Si on veut vivre pleinement une aventure, il faut oublier toutes ces images, vider son disque dur. Acheter un guide touristique, pourquoi pas, mais ne le lire qu’après être arrivé à bon port. Ainsi on s’émerveillera de tout, d’une part parce que c’est beau, parce que c’est différent, et surtout parce que c’est inattendu. Il n’y rien de pire, en voyage, que de se dire : « Ah c’est comme sur la photo ».
Bien sûr, on ne peut pas ne pas savoir à quoi ressemble la Tour Eiffel, la Statue de la Liberté ou le Taj Mahal. Et quand on les voit, de pierre et de métal, se tenant fièrement devant nous, témoins millénaires de l’imagination humaine fertile, on est piqué d’émotion. Mais le voyage ne se résume pas qu’à la checklist des monuments à avoir vu dans sa semaine. C’est l’envahissement d’impressions diverses et de sensations inédites, un patchwork tout autant émotionnel que rationnel, qui nous font nous dire : « j’y suis allé ». Chaque détail compte, la forme du menton des autochtones, la règle locale pour les pourboires, le nom de l’enseigne de l’épicerie, tout ce qui semble anodin mais à quoi rien ne nous prépare. Et qui nous donne la sensation si agréable de découvrir.
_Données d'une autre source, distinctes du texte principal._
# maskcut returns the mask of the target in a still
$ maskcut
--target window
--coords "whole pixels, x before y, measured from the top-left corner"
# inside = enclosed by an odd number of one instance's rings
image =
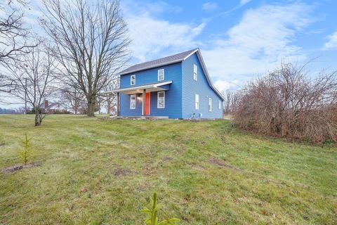
[[[209,98],[209,112],[212,112],[212,98]]]
[[[131,78],[130,84],[135,85],[136,84],[136,75],[131,75],[131,77],[130,78]]]
[[[195,94],[195,109],[199,110],[199,94]]]
[[[159,91],[157,94],[157,108],[165,108],[165,92],[164,91]]]
[[[158,81],[164,80],[164,69],[158,70]]]
[[[195,64],[193,64],[193,79],[198,80],[198,67]]]
[[[130,96],[130,109],[134,110],[136,108],[136,94]]]

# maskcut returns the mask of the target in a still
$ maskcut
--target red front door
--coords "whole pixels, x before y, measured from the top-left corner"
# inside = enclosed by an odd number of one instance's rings
[[[145,115],[150,115],[150,92],[146,94],[145,98]]]

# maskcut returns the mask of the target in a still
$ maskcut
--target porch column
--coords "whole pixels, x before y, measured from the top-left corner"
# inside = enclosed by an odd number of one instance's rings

En sortant de l’aéroport, on a toujours un moment de « tampon », car tous les aéroports se ressemblent, et aucun de nous donne d’indice sur ce qui nous attend. Il y a toujours du béton, des taxis, des touristes rougeauds et des caddies qui trainent. On peut avoir plus ou moins chaud, on peut voir plus ou moins de teintes de couleur de peau, mais on ne plonge pas encore dans le grand bain.
Dès qu’on s’aventure un peu plus loin du tapis de bagages, on commence à réaliser : les couleurs des panneaux de signalisation. La hauteur des maisons. Les décorations des ronds-points. La densité de la circulation. Et puis en arrivant, on commence à remarquer. Ici, on parle plusieurs langues différentes. Je n’arrive pas à interpréter ce sourire. Je pensais que la lumière du jour serait plus intense. Et on passe à côté de millions de découvertes que notre cerveau absorbe et que notre conscience ne traitera que plus tard.
J’adore arriver dans une ville sans connaître le nom des quartiers. Laisser les gens me dire : « Il FAUT que tu fasses ça ». Je n’aime pas dire « J’ai fait cette attraction touristique ». Même si elles ne sont pas rocambolesques ni pleines d’actions : je veux juste vivre des aventures.